ARC#

purpose#

The arc package uses a regularization method to find a (local) minimizer of a differentiable objective function \(f(x)\) of many variables \(x\). The method offers the choice of direct and iterative solution of the key subproblems, and is most suitable for large problems. First derivatives are required, and if second derivatives can be calculated, they will be exploited.

See Section 4 of $GALAHAD/doc/arc.pdf for additional details.

method#

An adaptive cubic regularization method is used. In this, an improvement to a current estimate of the required minimizer, \(x_k\) is sought by computing a step \(s_k\). The step is chosen to approximately minimize a model \(m_k(s)\) of \(f(x_k + s)\) that includes a weighted term \(\sigma_k \|s_k\|^3\) for some specified positive weight \(\sigma_k\). The quality of the resulting step \(s_k\) is assessed by computing the “ratio” \((f(x_k) - f(x_k + s_k))/ (m_k(0) - m_k(s_k))\). The step is deemed to have succeeded if the ratio exceeds a given \(\eta_s > 0\), and in this case \(x_{k+1} = x_k + s_k\). Otherwise \(x_{k+1} = x_k\), and the weight is increased by powers of a given increase factor up to a given limit. If the ratio is larger than \(\eta_v \geq \eta_d\), the weight will be decreased by powers of a given decrease factor again up to a given limit. The method will terminate as soon as \(\|\nabla_x f(x_k)\|\) is smaller than a specified value.

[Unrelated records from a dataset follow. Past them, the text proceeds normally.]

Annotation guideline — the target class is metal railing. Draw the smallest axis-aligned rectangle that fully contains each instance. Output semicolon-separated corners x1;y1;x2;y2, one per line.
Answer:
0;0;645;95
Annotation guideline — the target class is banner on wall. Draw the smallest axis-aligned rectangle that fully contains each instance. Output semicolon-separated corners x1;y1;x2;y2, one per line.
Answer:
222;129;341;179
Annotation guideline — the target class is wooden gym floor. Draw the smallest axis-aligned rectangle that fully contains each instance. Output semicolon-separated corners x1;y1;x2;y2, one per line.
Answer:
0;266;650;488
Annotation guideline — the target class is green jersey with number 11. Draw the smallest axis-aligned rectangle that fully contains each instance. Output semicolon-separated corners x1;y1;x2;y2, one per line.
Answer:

Either linear or quadratic models \(m_k(s)\) may be used. The former will be taken as the first two terms \(f(x_k) + s^T \nabla_x f(x_k)\) of a Taylor series about \(x_k\), while the latter uses an approximation to the first three terms \(f(x_k) + s^T \nabla_x f(x_k) + \frac{1}{2} s^T B_k s\), for which \(B_k\) is a symmetric approximation to the Hessian \(\nabla_{xx} f(x_k)\); possible approximations include the true Hessian, limited-memory secant and sparsity approximations and a scaled identity matrix. Normally a two-norm regularization will be used, but this may change if preconditioning is employed.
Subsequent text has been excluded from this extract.